Ia juga memberikan perhatian khusus kepada generasi muda sebagai penerus pembangunan bangsa. Menurutnya, anak muda memiliki peran penting dalam menghadapi tantangan era digital sekaligus menjaga nilai-nilai kebangsaan.
“Generasi muda harus menjadi motor kebangkitan daerah, mampu memanfaatkan teknologi secara positif, kreatif, dan tetap menjaga budaya serta persatuan bangsa,” tambahnya.
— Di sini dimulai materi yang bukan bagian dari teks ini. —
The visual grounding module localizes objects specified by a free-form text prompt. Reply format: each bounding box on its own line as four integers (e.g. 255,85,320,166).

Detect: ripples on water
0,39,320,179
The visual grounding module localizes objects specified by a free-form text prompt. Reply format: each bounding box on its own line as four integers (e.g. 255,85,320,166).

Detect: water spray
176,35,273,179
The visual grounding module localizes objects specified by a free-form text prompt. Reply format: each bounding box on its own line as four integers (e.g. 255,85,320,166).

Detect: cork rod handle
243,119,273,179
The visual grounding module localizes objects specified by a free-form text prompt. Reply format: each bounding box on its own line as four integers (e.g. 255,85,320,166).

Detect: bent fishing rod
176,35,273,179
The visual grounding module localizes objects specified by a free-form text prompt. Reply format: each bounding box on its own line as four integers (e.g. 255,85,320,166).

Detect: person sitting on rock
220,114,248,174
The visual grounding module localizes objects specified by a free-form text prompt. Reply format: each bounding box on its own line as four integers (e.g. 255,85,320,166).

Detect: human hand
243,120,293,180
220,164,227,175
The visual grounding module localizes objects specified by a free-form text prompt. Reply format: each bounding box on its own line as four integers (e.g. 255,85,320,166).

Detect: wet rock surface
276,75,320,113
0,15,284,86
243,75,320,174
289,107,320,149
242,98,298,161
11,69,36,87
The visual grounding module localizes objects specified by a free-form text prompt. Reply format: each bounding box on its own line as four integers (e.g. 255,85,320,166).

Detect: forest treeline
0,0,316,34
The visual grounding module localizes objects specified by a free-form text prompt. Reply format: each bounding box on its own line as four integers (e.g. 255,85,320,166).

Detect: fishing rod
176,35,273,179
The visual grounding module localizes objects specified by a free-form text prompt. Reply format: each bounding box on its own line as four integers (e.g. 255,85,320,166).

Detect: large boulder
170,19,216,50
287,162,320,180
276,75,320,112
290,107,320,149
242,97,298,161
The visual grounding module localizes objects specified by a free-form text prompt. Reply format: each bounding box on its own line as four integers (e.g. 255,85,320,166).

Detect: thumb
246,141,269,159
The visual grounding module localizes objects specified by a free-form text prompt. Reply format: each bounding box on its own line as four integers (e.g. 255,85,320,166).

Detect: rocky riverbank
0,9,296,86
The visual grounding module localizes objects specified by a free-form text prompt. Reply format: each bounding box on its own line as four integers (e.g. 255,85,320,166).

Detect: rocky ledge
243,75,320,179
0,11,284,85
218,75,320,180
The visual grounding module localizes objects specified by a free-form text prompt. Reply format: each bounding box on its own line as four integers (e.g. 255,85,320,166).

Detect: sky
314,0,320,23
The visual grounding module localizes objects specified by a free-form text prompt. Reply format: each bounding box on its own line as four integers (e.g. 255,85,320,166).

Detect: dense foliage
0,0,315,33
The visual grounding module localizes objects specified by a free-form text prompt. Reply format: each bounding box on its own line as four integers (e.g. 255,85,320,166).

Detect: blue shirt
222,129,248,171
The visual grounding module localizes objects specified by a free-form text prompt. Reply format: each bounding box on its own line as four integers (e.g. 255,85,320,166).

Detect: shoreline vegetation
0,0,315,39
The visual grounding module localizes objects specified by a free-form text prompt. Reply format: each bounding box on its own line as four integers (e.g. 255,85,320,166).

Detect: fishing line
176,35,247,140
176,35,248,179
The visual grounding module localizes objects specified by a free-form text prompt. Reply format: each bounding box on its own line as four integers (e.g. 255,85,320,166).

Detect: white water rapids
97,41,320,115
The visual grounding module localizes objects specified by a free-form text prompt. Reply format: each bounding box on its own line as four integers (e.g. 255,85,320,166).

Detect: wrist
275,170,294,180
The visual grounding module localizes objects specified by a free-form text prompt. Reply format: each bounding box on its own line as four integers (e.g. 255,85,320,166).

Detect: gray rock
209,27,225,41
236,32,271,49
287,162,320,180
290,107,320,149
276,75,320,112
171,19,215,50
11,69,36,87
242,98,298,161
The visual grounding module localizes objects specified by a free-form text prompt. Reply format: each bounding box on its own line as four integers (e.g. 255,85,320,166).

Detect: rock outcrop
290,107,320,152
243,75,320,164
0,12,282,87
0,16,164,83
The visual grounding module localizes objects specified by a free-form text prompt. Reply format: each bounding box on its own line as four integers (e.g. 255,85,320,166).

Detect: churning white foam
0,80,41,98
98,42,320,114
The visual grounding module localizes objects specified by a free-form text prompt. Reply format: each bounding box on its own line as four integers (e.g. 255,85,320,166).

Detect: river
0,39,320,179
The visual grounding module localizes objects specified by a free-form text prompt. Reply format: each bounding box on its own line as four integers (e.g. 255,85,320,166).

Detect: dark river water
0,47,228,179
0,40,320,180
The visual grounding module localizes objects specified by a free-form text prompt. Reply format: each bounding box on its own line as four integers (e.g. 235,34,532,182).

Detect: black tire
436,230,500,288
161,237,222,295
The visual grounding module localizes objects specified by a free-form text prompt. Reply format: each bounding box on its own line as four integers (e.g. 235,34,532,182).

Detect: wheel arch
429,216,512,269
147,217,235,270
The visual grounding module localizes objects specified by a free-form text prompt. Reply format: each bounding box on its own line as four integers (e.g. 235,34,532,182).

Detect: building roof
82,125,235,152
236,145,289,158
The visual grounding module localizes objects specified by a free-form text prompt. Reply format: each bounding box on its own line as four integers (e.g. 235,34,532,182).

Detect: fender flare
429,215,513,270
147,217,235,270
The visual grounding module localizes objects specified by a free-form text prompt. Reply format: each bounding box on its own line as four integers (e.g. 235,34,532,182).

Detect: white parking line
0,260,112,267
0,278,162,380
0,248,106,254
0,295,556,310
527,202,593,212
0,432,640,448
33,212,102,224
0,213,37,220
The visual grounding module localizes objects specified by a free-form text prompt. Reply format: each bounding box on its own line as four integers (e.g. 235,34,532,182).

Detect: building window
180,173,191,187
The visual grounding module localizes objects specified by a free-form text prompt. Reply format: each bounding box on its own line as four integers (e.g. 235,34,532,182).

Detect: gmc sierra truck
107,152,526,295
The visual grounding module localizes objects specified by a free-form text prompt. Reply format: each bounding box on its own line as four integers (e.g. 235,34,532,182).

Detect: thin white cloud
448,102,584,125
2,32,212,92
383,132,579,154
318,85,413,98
Dalam keterangannya, Wakil Wali Kota Bekasi turut mengajak para orang tua, tenaga pendidik, dan seluruh elemen masyarakat untuk bersama-sama menjaga generasi muda dari berbagai pengaruh negatif yang dapat merusak masa depan bangsa.
Pemerintah Kota Bekasi berkomitmen untuk terus mendukung lahirnya generasi unggul menuju Indonesia Emas 2045 melalui pembangunan pendidikan, penguatan karakter, serta peningkatan kualitas lingkungan sosial masyarakat.
Momentum Hari Kebangkitan Nasional di Kota Bekasi diharapkan mampu memperkuat semangat kebersamaan dan kepedulian sosial seluruh masyarakat dalam mendukung pembangunan daerah yang maju, harmonis, dan berdaya saing.